ХаБаД разделял характерную для эпохи Просвещения уверенность в том, что человеческий ум способен постигать Бога, однако в ХаБаД этого добивались освященным веками методом парадоксов и мистического сосредоточения. Как и Бешт, Шнеур Залман не сомневался, что узреть Господа может каждый; ХаБаД предназначается для всех, а не для редких избранных. Просветления способны достичь даже те, кто лишен выдающихся духовных дарований, хотя дело это, конечно, нелегкое. Как разъяснял в своем «Трактате о блаженстве» сын Залмана, раввин Дов‑Бер (1773–1827 гг.) из Любавичей, начинать следует с душераздирающего осознания неадекватности. Тут мало одного лишь мысленного созерцания; умозрения должны сочетаться с самоанализом, изучением Торы и молитвами. Расставаться с предрассудками ума и воображения в отношении мироустройства весьма мучительно, и большинство людей отказывается от своих взглядов с неохотой. Однако, преодолев такой эгоцентризм, хасид постигает, что нет иной действительности, кроме Бога. Подобно суфиям, переходящим в состояние фана, хасид тоже погружается в блаженство. Баэр говорил, что так человек вырывается за рамки самого себя: «Все существо его растворяется настолько, что не остается более ничего, и он лишается какого‑либо самосознания»[531]. Методика ХаБаД сделала каббалу инструментом психологического анализа и самопознания; она помогала хасидам нисходить, минуя сферу за сферой, в бездны своего внутреннего мира и еще дальше, к самой сердцевине собственного естества. Там и обретался Бог, единственно обладающий истинным бытием. Разум мог найти Бога путем воспитания рассудка и воображения, но здесь был не объективный Бог философов или таких естествоиспытателей, как Ньютон, а чисто субъективная действительность, неотделимая от сущности самого человека.

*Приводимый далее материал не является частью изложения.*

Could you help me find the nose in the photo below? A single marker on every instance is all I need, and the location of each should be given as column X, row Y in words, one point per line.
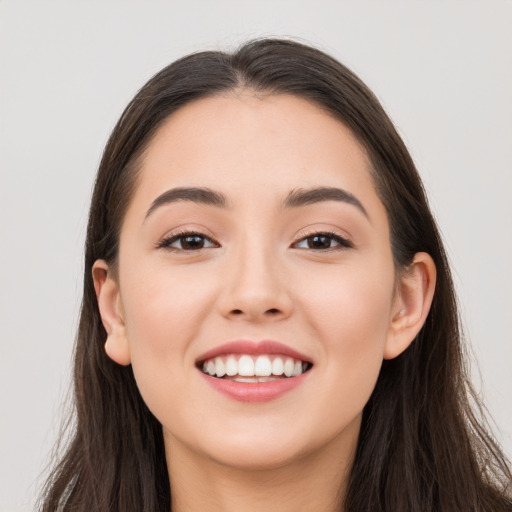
column 255, row 287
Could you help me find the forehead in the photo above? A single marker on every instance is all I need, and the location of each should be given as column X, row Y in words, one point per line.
column 249, row 146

XVII и XVIII века были эпохой мучительных крайностей и духовных метаний, отражавших революционные волнения в политической и общественной жизни. В мусульманском мире тогда не происходило ничего подобного, хотя удостовериться в этом сложно, поскольку на Западе исламская мысль XVIII в. практически не изучалась. Вообще говоря, западные ученые забросили этот период исламской истории как малоинтересный; господствовало мнение, будто в ту пору, когда Европа переживала Просвещение, ислам пребывал в упадке. Однако с недавнего времени в этой упрощенной точке зрения усомнились. Исламский мир еще не до конца сознавал беспримерный характер западной цивилизации – несмотря на то, что Британия захватила власть в Индии еще в 1767 г. Вероятно, одним из первых новые веяния ощутил индийский суфий Шах Валиулла (1703–1762 гг.) из Дели. Этот выдающийся мыслитель с большим подозрением относился к идее слияния культур, но был убежден, что мусульмане должны объединиться, чтобы сберечь свое наследие. К шиизму он питал неприязнь, но полагал, что суннитам и шиитам все равно нужно искать общий язык. Помимо прочего, Валиулла пытался преобразовать шариат и приспособить его к изменившимся условиям жизни в Индии. Похоже, Валиулла предчувствовал грядущие последствия колониальной системы – его сын уже участвовал в джихаде против британцев. Религиозные воззрения Валиуллы были весьма консервативными. Он опирался прежде всего на идеи ибн ал‑Араби: без Божьей помощи человек не в силах полностью развить свой потенциал. В вопросах веры мусульмане по‑прежнему довольствовались своим богатым минувшим, и Валиулла – типичное проявление могущества, каким и в ту пору обладал суфизм. Впрочем, во многих уголках земли суфизм приходил в упадок, а новое, реформаторское течение в Аравии уже предвещало отход от мистицизма, который позднее, в XIX в., станет характерной чертой исламского мировосприятия и ответом мусульман на вызов, брошенный Западом.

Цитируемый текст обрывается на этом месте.